Les maîtres de grand fond Hollandais pratiquent aussi beaucoup les lâchers retardés : les pigeons sont lâchés en milieu de journée, de façon à découcher. Ils répartissent ainsi l'effort à fournir sur deux jours, et apprennent aux pigeons à découcher, ce qui est souvent le cas dans ce type d'épreuves. Le lâcher retardé à longue distance est ainsi une bonne école, plus économe peut-être pour les 'un an'.


Y.U. : « Tout à fait d'accord »


L'essentiel est de faire comme vous le sentez, et de maintenir ce que vous avez décidé comme ligne de conduite : vous êtes seul maitre à bord !! Disons que l'idéal est de mettre des oiseaux qui ont déjà acquis une certaine expérience des courses en plus courtes distances, tranquillement. Dès lors, ils peuvent, s'ils sont fait pour, aller faire ce pour quoi vous les avez élevé, et soigné depuis leur naissance. Souvent, ils participent, avant d'être enlogés sur une belle étape, à 5-7 courses, dont au moins une à 4-500 km.

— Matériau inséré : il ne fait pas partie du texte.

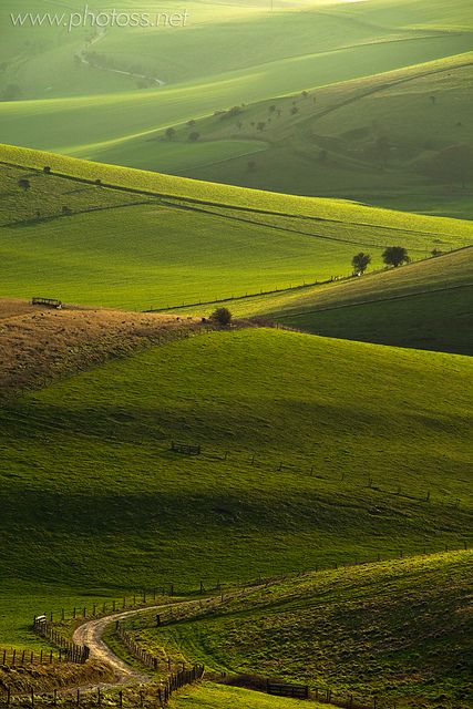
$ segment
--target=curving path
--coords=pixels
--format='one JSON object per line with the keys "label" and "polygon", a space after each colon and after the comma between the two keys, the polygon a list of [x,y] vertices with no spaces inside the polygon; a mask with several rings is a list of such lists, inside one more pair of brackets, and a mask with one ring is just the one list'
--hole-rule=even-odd
{"label": "curving path", "polygon": [[127,665],[122,660],[102,639],[105,628],[115,620],[123,620],[130,616],[135,616],[144,610],[157,610],[163,606],[147,606],[140,610],[123,610],[122,613],[114,613],[113,615],[97,618],[94,620],[88,620],[75,629],[72,639],[78,645],[86,645],[90,649],[90,657],[102,662],[106,662],[113,669],[116,675],[116,684],[132,684],[132,682],[147,682],[150,677],[143,675],[134,667]]}

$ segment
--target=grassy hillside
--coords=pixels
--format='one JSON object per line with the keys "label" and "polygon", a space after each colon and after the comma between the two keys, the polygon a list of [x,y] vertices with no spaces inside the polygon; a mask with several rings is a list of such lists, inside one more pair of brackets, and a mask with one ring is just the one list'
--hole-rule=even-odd
{"label": "grassy hillside", "polygon": [[[171,142],[164,131],[138,137],[128,143],[130,157],[117,146],[102,158],[122,155],[131,163],[143,152],[151,169],[198,179],[470,218],[470,192],[459,176],[434,177],[426,165],[450,145],[473,145],[472,59],[467,52],[246,105],[229,120],[176,126]],[[198,133],[198,143],[183,158],[191,133]],[[255,155],[227,155],[232,141],[235,148],[253,141]]]}
{"label": "grassy hillside", "polygon": [[[469,354],[472,352],[471,248],[329,285],[219,305],[235,316],[343,339]],[[179,308],[208,315],[218,304]]]}
{"label": "grassy hillside", "polygon": [[[97,2],[90,4],[97,9]],[[450,13],[440,6],[432,11],[422,0],[417,3],[418,27],[405,23],[410,13],[403,0],[397,9],[390,3],[390,13],[383,0],[364,4],[306,6],[270,14],[261,6],[259,12],[249,7],[235,13],[222,4],[213,6],[212,13],[195,2],[186,28],[112,28],[93,38],[90,31],[84,38],[81,30],[68,35],[63,28],[14,28],[13,61],[7,60],[3,81],[17,86],[17,95],[0,104],[2,140],[151,167],[150,152],[158,156],[158,150],[135,152],[130,141],[233,105],[368,78],[373,66],[383,73],[471,50],[470,25],[463,24],[465,0]],[[84,48],[88,37],[94,44]],[[74,60],[81,51],[95,66]],[[137,74],[165,85],[143,88]],[[235,156],[235,148],[248,152],[245,143],[222,147],[225,160]],[[209,158],[217,160],[215,150]]]}
{"label": "grassy hillside", "polygon": [[[25,625],[32,599],[56,606],[66,588],[178,593],[462,546],[470,377],[462,357],[241,330],[6,405],[0,563],[16,580],[1,595],[14,588]],[[0,618],[4,643],[11,625]]]}
{"label": "grassy hillside", "polygon": [[[399,240],[414,258],[472,242],[471,224],[454,219],[9,146],[0,158],[10,164],[0,177],[7,197],[0,213],[1,287],[9,297],[165,308],[347,275],[361,248],[370,248],[380,266],[382,250]],[[45,165],[53,174],[42,172]],[[28,189],[18,185],[21,178]]]}
{"label": "grassy hillside", "polygon": [[0,299],[0,403],[21,392],[152,345],[188,337],[200,322],[123,310],[51,310]]}
{"label": "grassy hillside", "polygon": [[[189,687],[169,701],[171,709],[291,709],[294,699],[270,697],[239,687],[226,687],[205,682],[197,687]],[[313,709],[322,706],[318,702],[310,703]]]}
{"label": "grassy hillside", "polygon": [[308,681],[339,699],[461,709],[471,699],[471,572],[472,553],[460,552],[309,574],[140,636],[209,667]]}

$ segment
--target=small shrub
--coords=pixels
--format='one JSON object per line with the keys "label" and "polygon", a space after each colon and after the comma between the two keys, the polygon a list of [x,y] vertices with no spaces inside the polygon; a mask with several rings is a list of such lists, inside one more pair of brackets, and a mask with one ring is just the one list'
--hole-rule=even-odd
{"label": "small shrub", "polygon": [[212,314],[210,320],[222,326],[229,325],[232,322],[232,312],[228,308],[217,308]]}

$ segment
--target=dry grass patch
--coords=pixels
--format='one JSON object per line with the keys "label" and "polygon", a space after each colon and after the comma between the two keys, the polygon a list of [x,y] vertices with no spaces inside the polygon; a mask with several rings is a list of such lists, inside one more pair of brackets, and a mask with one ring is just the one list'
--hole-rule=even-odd
{"label": "dry grass patch", "polygon": [[186,337],[195,318],[0,300],[0,401],[138,349]]}

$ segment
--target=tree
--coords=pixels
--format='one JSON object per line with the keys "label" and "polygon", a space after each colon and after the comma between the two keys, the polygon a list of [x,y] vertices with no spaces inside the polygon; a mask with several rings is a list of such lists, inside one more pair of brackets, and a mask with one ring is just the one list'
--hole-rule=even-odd
{"label": "tree", "polygon": [[382,254],[382,260],[387,266],[398,268],[401,264],[409,264],[411,259],[409,258],[408,249],[403,246],[388,246]]}
{"label": "tree", "polygon": [[210,320],[217,325],[227,326],[232,322],[232,312],[228,308],[217,308],[210,316]]}
{"label": "tree", "polygon": [[384,169],[388,160],[391,155],[391,145],[385,135],[380,135],[374,143],[374,154],[381,163],[381,167]]}
{"label": "tree", "polygon": [[425,164],[425,172],[438,179],[459,182],[464,189],[473,179],[473,148],[467,144],[450,145]]}
{"label": "tree", "polygon": [[370,264],[371,264],[371,255],[363,254],[363,251],[356,254],[351,259],[351,265],[353,266],[354,271],[360,276],[361,274],[364,274],[364,271],[367,270]]}
{"label": "tree", "polygon": [[20,96],[21,89],[18,84],[8,84],[1,94],[3,101],[16,101]]}

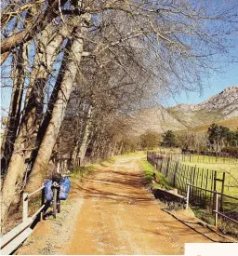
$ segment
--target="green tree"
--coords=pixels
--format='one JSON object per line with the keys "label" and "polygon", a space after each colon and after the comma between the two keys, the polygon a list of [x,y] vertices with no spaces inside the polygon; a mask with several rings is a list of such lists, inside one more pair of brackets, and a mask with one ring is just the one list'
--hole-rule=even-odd
{"label": "green tree", "polygon": [[147,131],[140,135],[140,145],[142,149],[153,149],[159,145],[159,133]]}
{"label": "green tree", "polygon": [[162,142],[163,146],[165,146],[165,147],[176,146],[176,138],[172,130],[168,129],[167,131],[165,132],[165,134],[162,135],[162,137],[163,137],[163,142]]}
{"label": "green tree", "polygon": [[218,126],[217,124],[212,124],[208,128],[207,133],[208,141],[218,154],[218,152],[225,146],[225,142],[228,141],[230,128],[223,126]]}

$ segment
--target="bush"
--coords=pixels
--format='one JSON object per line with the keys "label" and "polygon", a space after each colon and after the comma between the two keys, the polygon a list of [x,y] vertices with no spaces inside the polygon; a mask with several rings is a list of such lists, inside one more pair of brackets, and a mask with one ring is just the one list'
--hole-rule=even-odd
{"label": "bush", "polygon": [[228,153],[230,155],[238,157],[238,147],[224,147],[221,152]]}

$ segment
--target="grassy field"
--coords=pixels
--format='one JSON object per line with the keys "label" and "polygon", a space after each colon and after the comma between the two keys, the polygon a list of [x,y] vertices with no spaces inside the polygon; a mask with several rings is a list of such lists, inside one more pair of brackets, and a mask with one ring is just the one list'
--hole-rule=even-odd
{"label": "grassy field", "polygon": [[[212,156],[206,156],[212,157]],[[222,178],[222,172],[226,173],[225,176],[225,188],[224,193],[230,195],[238,197],[238,163],[237,164],[217,164],[217,163],[200,163],[200,162],[181,162],[187,166],[196,166],[199,168],[211,169],[218,171],[218,178]],[[220,187],[218,187],[219,190]]]}

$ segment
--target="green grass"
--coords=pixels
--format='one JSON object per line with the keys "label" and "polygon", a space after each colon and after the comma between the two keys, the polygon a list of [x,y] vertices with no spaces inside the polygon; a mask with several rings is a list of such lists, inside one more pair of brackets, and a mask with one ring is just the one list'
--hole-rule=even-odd
{"label": "green grass", "polygon": [[[212,157],[212,156],[206,156]],[[195,166],[199,168],[211,169],[218,171],[218,178],[222,178],[222,172],[225,172],[225,188],[224,193],[231,195],[231,196],[238,196],[238,163],[237,164],[217,164],[217,163],[200,163],[200,162],[189,162],[189,161],[182,161],[181,162],[187,166]],[[218,183],[218,190],[220,191],[221,182]],[[210,184],[208,184],[208,187]]]}
{"label": "green grass", "polygon": [[145,179],[148,182],[152,182],[153,180],[153,173],[156,176],[156,182],[152,184],[153,188],[165,188],[171,189],[172,187],[169,185],[166,177],[161,172],[154,169],[153,166],[147,162],[146,158],[142,158],[140,160],[142,169],[145,173]]}

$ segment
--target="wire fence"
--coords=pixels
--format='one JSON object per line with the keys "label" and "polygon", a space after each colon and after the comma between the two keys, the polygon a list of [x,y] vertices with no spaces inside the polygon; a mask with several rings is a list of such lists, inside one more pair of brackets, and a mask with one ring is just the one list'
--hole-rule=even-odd
{"label": "wire fence", "polygon": [[191,152],[174,152],[167,153],[160,150],[161,155],[166,155],[182,162],[204,163],[204,164],[238,164],[238,158],[225,153],[219,153],[218,155],[214,152],[191,153]]}
{"label": "wire fence", "polygon": [[[171,186],[178,189],[179,195],[186,196],[188,183],[191,184],[190,201],[198,209],[204,210],[207,219],[214,219],[215,195],[218,193],[218,208],[220,214],[238,221],[238,198],[224,194],[226,172],[202,168],[182,164],[179,158],[172,158],[157,153],[147,153],[147,160],[162,172]],[[238,195],[238,187],[233,188]],[[220,215],[220,222],[224,218]],[[226,222],[228,222],[226,220]],[[237,225],[237,223],[232,223]],[[238,226],[237,235],[238,235]]]}

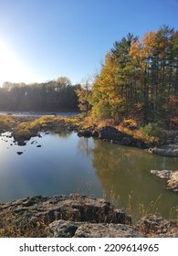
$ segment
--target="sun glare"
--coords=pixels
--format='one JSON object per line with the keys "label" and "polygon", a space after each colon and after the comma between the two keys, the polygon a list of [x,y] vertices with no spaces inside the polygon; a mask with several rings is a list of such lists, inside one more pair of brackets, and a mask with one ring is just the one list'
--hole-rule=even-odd
{"label": "sun glare", "polygon": [[27,82],[30,75],[18,58],[0,40],[0,84],[4,81]]}

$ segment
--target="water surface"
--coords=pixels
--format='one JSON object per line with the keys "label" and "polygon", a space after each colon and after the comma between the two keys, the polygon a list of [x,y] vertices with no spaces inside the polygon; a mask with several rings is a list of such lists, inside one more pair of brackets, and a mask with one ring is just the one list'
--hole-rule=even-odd
{"label": "water surface", "polygon": [[177,158],[79,138],[73,132],[41,135],[26,146],[15,144],[5,134],[0,136],[1,203],[33,195],[81,193],[104,197],[136,219],[143,210],[175,218],[177,194],[167,190],[166,181],[150,170],[176,170]]}

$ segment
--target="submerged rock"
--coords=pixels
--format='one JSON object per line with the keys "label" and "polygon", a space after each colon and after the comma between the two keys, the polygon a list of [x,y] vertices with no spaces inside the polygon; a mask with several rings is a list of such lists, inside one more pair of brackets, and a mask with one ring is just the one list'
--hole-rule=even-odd
{"label": "submerged rock", "polygon": [[173,192],[178,192],[178,171],[171,170],[151,170],[152,175],[155,175],[161,178],[168,179],[167,188],[173,190]]}
{"label": "submerged rock", "polygon": [[80,131],[78,133],[79,137],[91,137],[92,133],[89,130]]}
{"label": "submerged rock", "polygon": [[120,141],[124,134],[111,126],[105,126],[99,130],[99,138],[102,140]]}
{"label": "submerged rock", "polygon": [[159,171],[159,170],[151,170],[151,174],[157,176],[161,178],[170,178],[171,173],[173,171],[170,170],[162,170],[162,171]]}
{"label": "submerged rock", "polygon": [[18,155],[22,155],[22,154],[23,154],[23,152],[18,151],[18,152],[16,152],[16,154],[17,154]]}

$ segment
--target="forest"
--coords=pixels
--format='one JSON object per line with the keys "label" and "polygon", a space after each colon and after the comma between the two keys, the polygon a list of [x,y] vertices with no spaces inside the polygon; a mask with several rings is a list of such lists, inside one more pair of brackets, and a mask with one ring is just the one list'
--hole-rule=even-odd
{"label": "forest", "polygon": [[92,85],[67,77],[44,83],[4,82],[1,111],[76,111],[95,120],[178,128],[178,31],[167,25],[116,41]]}
{"label": "forest", "polygon": [[80,109],[114,123],[178,126],[178,31],[163,25],[142,38],[129,33],[106,54],[100,73],[78,90]]}
{"label": "forest", "polygon": [[79,111],[76,90],[67,77],[44,83],[12,83],[0,88],[1,111]]}

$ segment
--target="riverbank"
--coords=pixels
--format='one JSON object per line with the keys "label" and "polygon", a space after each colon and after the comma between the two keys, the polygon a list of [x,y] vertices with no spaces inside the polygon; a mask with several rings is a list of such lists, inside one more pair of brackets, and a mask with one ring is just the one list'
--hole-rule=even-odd
{"label": "riverbank", "polygon": [[[126,125],[126,124],[125,124]],[[147,127],[159,129],[156,126]],[[178,156],[178,131],[162,131],[160,137],[145,135],[141,129],[133,124],[113,126],[96,121],[89,121],[82,115],[56,116],[10,116],[0,115],[0,133],[11,132],[15,141],[22,143],[37,136],[39,132],[53,130],[56,133],[61,129],[75,131],[79,136],[96,137],[116,144],[135,146],[145,149],[149,154],[164,156]]]}
{"label": "riverbank", "polygon": [[178,221],[147,216],[132,223],[123,209],[81,195],[36,196],[0,204],[1,237],[178,237]]}

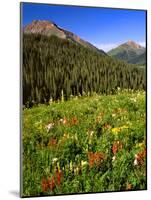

Y.U. : « 2000 km avant le premier rendez- vous avec un 400 et un 500 km c'est top ! »


« Un pigeon de fond ne se nourrit pas de la même manière qu'un vitessier, ne s'entraîne pas de la même manière qu'un vitessier, ne grandit pas aussi vite qu'un vitessier, et fait rarement prix en dessous de 800 kilomètres.
Il y a deux choses importantes en grand fond : n°1 la santé & n°2 les muscles. Un pigeon en santé et avec des kilomètres dans les ailes fera la différence à la sortie du panier. Mais ça ne sert à rien de le gaver de produits avant de le mettre au panier, au contraire. Le panier, c'est 5 jours à manger du maïs dans les fientes et boire de l'eau souvent pas très clean... La santé passe souvent par l'oxygène, du bon grain, des minéraux, des pré & probiotiques et des acides et le muscle par l'entrainement quotidien et les concours. »

Pour finir, nous espérons que ces quelques lignes pourront vous aider à assouvir votre passion dans les meilleures conditions. Encore merci à Yannick pour les commentaires qu'il a pris le temps de nous offrir.